You don’t have to be reliant on your monthly electric bill to enlighten you on your home electricity usage. There are devices that can help you identify your biggest household electricity loads and calculate electrical expenses, which can help you convince your family to adopt energy-saving behaviors.
Plug-In Watt Meter
By measuring the watts of electrical devices, a watt meter helps you find your home’s energy hogs and their costs. These inexpensive, easy-to-use meters can be found online or in hardware stores, and come as handheld devices or in the form of power strips. Simply plug any electrical device into the meter, and plug the meter into a socket. Turn on the device, and the meter’s LCD display tells you how much electricity the item is drawing at that moment, or leave it plugged in to see the energy usage over a period of time. Most meters allow you to enter your electric company’s cost per kilowatt hour (check your electric bill for the rate), and then calculate cost by the day, month, or year.
Use your watt meter on an old freezer in the basement or a space heater while it warms up a cold room. You may be surprised enough at the costs that you’ll feel compelled to test all of your appliances, televisions, and computers. Don’t forget to check your cell phone charger even when your phone is not plugged into it! If you plan to buy a new appliance, use the meter to measure your current one, and compare its wattage/cost with the projected cost of new ones in the store.
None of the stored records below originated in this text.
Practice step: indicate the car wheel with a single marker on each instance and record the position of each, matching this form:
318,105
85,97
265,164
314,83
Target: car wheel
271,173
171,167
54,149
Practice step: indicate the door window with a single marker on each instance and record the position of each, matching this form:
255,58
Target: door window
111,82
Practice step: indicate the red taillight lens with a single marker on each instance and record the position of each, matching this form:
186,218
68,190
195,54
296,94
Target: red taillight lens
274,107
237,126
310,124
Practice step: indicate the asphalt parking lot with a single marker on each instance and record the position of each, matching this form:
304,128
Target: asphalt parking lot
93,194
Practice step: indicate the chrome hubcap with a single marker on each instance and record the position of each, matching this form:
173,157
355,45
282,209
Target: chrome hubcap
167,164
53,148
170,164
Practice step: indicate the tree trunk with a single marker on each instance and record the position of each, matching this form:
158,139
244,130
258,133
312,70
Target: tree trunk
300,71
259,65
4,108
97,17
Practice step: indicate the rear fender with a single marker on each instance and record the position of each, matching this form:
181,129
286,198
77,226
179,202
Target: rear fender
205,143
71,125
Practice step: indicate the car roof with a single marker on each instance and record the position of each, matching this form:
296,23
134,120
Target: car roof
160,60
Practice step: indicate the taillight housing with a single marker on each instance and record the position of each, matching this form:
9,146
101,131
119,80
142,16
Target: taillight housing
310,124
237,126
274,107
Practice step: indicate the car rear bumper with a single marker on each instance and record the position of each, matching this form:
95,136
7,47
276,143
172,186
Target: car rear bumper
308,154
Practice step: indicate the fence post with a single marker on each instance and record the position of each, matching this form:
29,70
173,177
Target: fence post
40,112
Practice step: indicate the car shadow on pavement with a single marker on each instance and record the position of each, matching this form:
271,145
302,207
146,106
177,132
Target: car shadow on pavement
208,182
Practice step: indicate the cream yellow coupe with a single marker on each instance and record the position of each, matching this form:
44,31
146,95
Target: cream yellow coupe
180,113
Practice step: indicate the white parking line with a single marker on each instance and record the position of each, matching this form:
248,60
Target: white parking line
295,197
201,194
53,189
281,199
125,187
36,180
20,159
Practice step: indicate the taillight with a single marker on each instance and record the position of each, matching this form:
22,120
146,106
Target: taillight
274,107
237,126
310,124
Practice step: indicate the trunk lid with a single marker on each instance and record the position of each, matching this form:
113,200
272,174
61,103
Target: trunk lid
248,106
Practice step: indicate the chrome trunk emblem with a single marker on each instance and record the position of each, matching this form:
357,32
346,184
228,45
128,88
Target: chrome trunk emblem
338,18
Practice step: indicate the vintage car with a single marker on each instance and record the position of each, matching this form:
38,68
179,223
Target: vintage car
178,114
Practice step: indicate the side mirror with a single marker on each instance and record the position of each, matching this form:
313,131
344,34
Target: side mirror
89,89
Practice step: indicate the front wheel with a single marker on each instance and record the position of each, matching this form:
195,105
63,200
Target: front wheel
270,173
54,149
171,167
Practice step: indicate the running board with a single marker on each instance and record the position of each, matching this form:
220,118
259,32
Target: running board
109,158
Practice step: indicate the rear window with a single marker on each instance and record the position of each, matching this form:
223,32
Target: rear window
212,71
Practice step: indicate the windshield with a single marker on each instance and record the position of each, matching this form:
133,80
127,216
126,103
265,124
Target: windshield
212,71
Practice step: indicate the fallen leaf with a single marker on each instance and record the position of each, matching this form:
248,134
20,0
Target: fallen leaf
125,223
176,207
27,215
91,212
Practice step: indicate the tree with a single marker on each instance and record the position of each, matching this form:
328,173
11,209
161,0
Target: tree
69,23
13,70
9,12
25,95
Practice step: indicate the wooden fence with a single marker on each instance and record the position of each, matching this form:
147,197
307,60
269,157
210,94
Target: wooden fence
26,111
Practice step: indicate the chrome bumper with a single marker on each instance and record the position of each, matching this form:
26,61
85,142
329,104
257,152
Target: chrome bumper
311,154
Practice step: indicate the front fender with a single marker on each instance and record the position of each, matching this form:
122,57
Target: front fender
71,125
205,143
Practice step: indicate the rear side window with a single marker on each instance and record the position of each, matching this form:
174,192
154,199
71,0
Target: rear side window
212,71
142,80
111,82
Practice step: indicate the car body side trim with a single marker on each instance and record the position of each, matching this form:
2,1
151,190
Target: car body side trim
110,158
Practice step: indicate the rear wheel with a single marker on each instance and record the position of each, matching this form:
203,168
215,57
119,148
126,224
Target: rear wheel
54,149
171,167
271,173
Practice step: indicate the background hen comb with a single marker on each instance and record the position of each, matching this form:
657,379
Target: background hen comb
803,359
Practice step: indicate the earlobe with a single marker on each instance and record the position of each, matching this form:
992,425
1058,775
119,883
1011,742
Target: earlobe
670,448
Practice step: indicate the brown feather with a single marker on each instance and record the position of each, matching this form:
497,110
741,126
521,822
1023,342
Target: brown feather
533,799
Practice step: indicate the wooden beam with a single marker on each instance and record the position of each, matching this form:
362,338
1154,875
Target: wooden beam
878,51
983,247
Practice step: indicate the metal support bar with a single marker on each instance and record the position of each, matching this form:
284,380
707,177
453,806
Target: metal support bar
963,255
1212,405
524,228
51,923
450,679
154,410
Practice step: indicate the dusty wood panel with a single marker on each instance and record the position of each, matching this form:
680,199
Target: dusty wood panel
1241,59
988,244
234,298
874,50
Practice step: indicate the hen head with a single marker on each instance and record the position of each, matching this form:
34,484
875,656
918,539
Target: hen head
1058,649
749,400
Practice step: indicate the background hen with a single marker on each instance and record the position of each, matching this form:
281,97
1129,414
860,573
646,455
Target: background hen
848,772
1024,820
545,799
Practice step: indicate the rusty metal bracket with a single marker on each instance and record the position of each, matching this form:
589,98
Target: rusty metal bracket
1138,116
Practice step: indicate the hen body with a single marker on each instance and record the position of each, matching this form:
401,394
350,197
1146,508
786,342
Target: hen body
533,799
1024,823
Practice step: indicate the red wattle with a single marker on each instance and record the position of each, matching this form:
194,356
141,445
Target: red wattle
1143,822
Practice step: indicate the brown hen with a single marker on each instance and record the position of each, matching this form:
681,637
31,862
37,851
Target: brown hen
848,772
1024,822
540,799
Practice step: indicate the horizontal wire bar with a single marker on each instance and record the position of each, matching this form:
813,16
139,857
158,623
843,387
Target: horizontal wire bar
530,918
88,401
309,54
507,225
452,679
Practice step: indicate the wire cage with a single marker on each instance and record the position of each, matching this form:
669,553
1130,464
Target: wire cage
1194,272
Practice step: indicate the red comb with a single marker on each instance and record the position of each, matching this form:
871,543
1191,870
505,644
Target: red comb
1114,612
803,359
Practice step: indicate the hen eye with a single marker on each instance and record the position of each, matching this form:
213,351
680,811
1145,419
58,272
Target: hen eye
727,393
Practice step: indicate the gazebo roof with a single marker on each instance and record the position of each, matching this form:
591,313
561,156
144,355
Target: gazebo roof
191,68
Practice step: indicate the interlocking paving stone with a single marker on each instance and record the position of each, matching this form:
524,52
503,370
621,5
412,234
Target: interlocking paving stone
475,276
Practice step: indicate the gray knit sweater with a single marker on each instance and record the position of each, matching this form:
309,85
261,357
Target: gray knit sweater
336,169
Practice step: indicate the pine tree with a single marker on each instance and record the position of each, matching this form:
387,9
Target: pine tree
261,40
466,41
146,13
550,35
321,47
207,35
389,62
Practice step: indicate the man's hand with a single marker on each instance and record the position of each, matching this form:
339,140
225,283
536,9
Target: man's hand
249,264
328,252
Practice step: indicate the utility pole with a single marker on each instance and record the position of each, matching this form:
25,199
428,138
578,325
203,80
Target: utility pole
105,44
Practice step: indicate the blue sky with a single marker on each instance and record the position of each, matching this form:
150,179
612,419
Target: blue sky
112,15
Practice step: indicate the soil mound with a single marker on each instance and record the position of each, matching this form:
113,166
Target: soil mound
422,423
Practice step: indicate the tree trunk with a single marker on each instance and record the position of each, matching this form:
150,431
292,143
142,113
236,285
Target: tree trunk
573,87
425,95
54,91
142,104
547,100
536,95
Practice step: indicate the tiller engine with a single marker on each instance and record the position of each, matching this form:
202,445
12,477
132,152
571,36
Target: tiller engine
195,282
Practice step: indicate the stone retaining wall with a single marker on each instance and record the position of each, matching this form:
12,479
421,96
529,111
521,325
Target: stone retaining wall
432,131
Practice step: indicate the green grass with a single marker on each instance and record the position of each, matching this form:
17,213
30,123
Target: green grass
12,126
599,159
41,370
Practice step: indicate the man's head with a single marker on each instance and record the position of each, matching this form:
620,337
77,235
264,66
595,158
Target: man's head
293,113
Whole House Energy Monitor
Gain even more insight about energy usage and power costs with a whole house energy monitor. Typically, these monitors connect to your home’s main breaker panel, electric meter or electrical supply cables. You can install the system yourself, but it is safer to have an electrician do it for you. Once set up, the monitor provides real-time usage readings every 3-30 seconds from either a wireless counter top monitor, a website, or a smartphone app. Basic systems display your home’s total power usage so you can see the time of day or months you use the most energy. The monitors give you a direct cost readout and will archive years of data.
Also found online and in stores, whole house monitors are ideal for calculating costs on non-plug components, such as alarm systems, lighting circuits or central air units. But depending on your home’s electrical setup, more advanced systems will also gather data for individual rooms, circuits and appliances, and allow you to raise or lower thermostat temperatures remotely. Many monitors allow you to set daily energy targets to alert you via email or text when you’ve exceeded your total.
Whether you use a simple meter or an advanced monitor, you will get a return on your investment only if you use the data to help you determine how to adjust your family’s energy consumption. Then with a strategy in place, you can begin to reap the benefits of saving money on your home energy bills!